Por Maria Filomena Mónica
A MINHA RELAÇÃO com os médicos nunca foi simples. A coisa correu mal desde o momento em que, com o argumento de ser católico, o meu obstetra se recusou, nos finais de 1964, a prescrever-me a pílula. Tendo gerado dois filhos em menos de um ano, estava determinada a, pelo menos, intervalar as gravidezes. A certa altura, tendo descoberto que, em vez de uma pílula, eu tomava duas por dia – não fosse o diabo tecê-las - uma médica decidiu que o melhor era trocar a pílula por um dispositivo intra-uterino. Sucede que me dei mal com a porcaria do filamento de cobre. Voltei à consulta: que não, que eram manias. Tendo consultado as páginas amarelas, descobri que já tinha ido a mais de metade dos ginecologistas de Lisboa.

Foi então que o António me falou de um ginecologista do Porto, o Dr. Albino Aroso. Até então, o meu critério para a selecção dos médicos consistira na análise dos respectivos c.v., o que fazia com que, em geral, fosse vista por Professores Catedráticos ou Directores de Clínica. Estava habituada grandes salas de espera – onde muito se esperava – e a consultórios recheados de diplomas.

A surpresa foi grande ao entrar no cubículo onde o Dr. Albino Aroso exercia Medicina. Ouviu a minha história clínica com uma paciência de santo; depois, expôs os prós e os contras dos vários métodos; finalmente, disse-me para decidir.
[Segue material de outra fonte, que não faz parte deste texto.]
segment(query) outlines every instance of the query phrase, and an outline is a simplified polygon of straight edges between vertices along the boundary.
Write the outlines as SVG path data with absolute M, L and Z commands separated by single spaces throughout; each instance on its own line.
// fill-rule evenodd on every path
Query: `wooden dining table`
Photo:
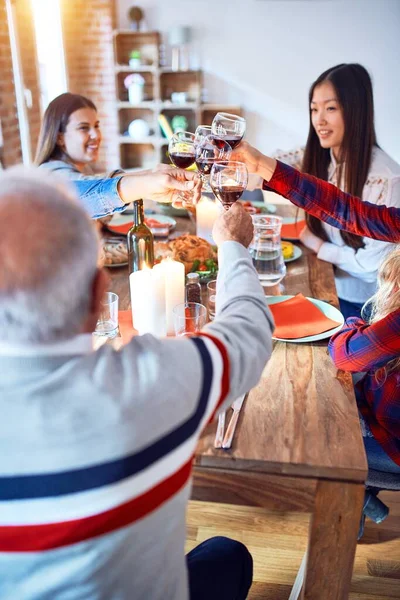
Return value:
M 280 214 L 293 211 L 278 207 Z M 194 232 L 189 219 L 176 221 L 178 233 Z M 302 250 L 282 284 L 265 293 L 301 292 L 337 307 L 332 265 Z M 128 269 L 110 269 L 110 276 L 120 310 L 128 309 Z M 194 461 L 195 500 L 311 513 L 304 577 L 291 600 L 348 598 L 364 498 L 367 462 L 352 379 L 336 369 L 327 342 L 275 341 L 232 448 L 214 448 L 212 423 Z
Já lá vão muitos anos, mas lembro-me de ter sido ele próprio a dirigir-se a um pequeno fogão, em cima do qual estava uma cafeteira amolgada com água a ferver. Tendo em conta que eu já estava já a tremer – muito sofrem as mulheres! – não posso garantir a veracidade dos pormenores, mas saí de lá sem o dispositivo.

Filho de um modesto casal de agricultores de Vila do Conde, este homem que agora morreu aos 90 anos, fora criado por uma mãe, viúva, que sempre amou e admirou. Após ter acabado a licenciatura, foi trabalhar para o Hospital de St António, onde ajudou as mulheres que ali apareciam com complicações provocadas por abortos clandestinos (declarando que, antes da evacuação do útero, tinham direito à anestesia).

Um conservador e um católico, não se deixou limitar pela fé. Em 1967, fundava a Associação Portuguesa para o Planeamento Familiar e, dois anos depois, numa altura em que eram proibidos os contraceptivos, criava a primeira consulta de planeamento familiar, ao mesmo tempo que argumentava a favor da descriminalização do aborto. Terá sido advertido que o regime não via tais actividades com bons olhos, mas não desistiu.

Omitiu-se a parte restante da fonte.